The first app, referred to as the ECG app, displays electrocardiograph (ECG) data to detect atrial fibrillation (AFib). According to the recent classification order, “the ECG app is a software-only mobile medical application intended for use with the Apple Watch to create, record, store, transfer, and display a single channel electrocardiogram similar to a Lead I ECG. The ECG app determines the presence of atrial fibrillation or sinus rhythm on a classifiable waveform.” This device was classified into Class II and is not intended for use in people under 22 years old.

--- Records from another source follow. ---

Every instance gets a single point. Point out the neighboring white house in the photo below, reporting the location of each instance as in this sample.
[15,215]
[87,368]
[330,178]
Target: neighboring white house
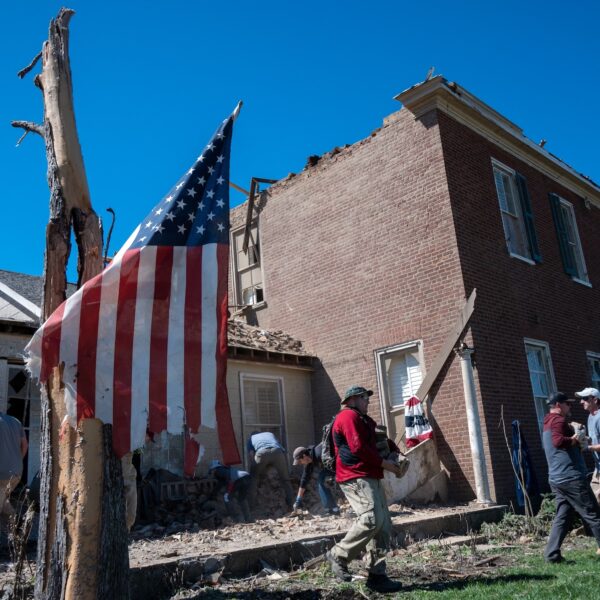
[268,380]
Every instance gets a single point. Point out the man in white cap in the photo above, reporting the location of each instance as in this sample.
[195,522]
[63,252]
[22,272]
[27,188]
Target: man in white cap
[566,476]
[590,400]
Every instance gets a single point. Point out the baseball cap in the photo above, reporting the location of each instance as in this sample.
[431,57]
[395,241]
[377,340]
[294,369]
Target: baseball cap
[299,452]
[356,390]
[558,397]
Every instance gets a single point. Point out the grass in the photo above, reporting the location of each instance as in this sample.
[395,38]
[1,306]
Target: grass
[525,576]
[509,566]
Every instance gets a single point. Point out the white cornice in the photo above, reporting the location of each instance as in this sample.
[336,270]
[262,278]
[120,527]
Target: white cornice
[461,105]
[29,307]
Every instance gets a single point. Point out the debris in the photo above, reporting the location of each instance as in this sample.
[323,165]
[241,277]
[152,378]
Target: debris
[242,335]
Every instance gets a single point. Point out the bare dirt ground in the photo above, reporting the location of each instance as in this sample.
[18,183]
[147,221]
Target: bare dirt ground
[231,536]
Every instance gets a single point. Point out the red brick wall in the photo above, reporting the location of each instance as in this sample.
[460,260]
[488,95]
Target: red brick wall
[359,253]
[517,300]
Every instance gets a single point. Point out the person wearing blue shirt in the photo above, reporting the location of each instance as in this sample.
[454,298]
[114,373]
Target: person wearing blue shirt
[590,400]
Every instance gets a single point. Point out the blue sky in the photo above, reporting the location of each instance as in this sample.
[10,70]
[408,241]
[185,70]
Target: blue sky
[153,79]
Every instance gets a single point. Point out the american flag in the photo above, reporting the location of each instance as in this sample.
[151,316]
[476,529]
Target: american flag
[144,343]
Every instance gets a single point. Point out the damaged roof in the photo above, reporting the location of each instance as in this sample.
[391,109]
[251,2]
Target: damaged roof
[247,341]
[242,335]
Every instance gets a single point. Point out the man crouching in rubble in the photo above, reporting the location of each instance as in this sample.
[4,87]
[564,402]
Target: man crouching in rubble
[359,471]
[237,485]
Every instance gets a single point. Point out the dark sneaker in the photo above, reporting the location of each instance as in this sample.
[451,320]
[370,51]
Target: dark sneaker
[383,584]
[338,567]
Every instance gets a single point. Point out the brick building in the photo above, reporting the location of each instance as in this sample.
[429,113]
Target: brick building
[368,254]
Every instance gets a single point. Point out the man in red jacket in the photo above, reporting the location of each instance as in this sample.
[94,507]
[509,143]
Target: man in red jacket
[359,471]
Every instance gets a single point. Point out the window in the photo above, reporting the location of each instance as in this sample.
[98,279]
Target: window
[594,367]
[399,368]
[541,376]
[262,406]
[22,392]
[247,268]
[568,238]
[517,217]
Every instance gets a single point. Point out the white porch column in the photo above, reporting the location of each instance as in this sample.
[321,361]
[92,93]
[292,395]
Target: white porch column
[476,441]
[3,384]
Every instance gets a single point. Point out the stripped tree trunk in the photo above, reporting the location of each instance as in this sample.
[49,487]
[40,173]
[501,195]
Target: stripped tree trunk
[82,544]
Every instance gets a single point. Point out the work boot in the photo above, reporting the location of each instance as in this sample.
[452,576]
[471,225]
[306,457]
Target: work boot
[338,567]
[380,582]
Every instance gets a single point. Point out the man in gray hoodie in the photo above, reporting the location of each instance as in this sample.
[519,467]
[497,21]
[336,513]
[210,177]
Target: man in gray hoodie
[567,477]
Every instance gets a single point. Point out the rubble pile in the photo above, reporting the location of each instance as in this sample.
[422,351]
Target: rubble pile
[170,505]
[163,512]
[242,335]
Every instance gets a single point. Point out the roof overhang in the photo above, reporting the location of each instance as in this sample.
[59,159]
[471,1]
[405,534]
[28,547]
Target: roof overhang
[464,107]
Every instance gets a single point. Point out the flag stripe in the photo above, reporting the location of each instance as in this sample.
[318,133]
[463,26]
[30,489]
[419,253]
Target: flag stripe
[157,420]
[50,336]
[86,359]
[141,346]
[193,337]
[123,351]
[144,343]
[105,345]
[222,410]
[210,273]
[69,344]
[175,403]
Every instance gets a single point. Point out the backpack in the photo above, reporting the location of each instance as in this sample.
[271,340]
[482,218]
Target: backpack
[327,446]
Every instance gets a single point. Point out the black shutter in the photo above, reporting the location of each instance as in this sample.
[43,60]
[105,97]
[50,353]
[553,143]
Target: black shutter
[528,218]
[563,240]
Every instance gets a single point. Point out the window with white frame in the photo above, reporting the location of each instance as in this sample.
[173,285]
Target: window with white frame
[247,268]
[22,393]
[517,216]
[594,368]
[262,406]
[541,376]
[400,373]
[568,238]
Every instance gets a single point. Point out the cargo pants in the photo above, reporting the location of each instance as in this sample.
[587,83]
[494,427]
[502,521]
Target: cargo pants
[372,528]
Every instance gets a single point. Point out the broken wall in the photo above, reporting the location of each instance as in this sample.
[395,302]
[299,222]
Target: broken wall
[289,386]
[359,253]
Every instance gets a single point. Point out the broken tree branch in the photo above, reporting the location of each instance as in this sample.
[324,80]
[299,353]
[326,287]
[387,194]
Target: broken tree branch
[29,127]
[30,66]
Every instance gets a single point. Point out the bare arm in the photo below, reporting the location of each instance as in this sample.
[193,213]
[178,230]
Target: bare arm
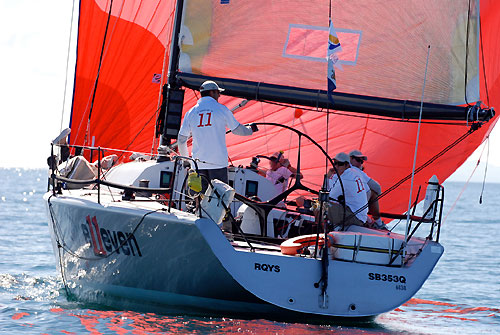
[182,145]
[241,130]
[374,186]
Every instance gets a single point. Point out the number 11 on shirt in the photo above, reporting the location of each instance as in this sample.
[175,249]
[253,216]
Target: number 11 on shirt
[208,124]
[360,185]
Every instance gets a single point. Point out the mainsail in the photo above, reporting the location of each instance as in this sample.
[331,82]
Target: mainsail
[283,43]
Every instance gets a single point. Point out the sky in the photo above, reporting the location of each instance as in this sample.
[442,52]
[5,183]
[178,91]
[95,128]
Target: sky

The second app, called the Irregular Rhythm Notification Feature, is also a software-only mobile medical application that uses pulse-rate data to notify users of potential AFib episodes. The classification order describes the feature as a tool that “analyzes pulse rate data to identify episodes of irregular heart rhythms suggestive of atrial fibrillation and provides a notification to the user […] [the feature] is not intended to provide a notification on every episode of irregular rhythm suggestive of AFib and the absence of a notification is not intended to indicate no disease process is present.” This device was also classified into Class II and is not intended for people under 22 years old or for individuals previously diagnosed with AFib.
FDA recently released a statement on Agency efforts to promote digital health innovation. In the last few years, the Agency has taken steps to encourage the development of emerging technologies in digital health.
To aid in this process, the FDA has proposed the creation of a “Center of Excellence for Digital Health.” According to the joint statement by FDA Commissioner Scott Gottlieb, M.D. and CDRH Director Jeff Shuren, M.D., J.D., “this Center of Excellence would help establish more efficient regulatory paradigms, consider building new capacity to evaluate and recognize third-party certifiers, and support a cybersecurity unit to complement the advances in software-based devices.”
FDA’s recent approvals and clearances of digital health products, including the two AFib mobile medical apps, give users more information and control over their health.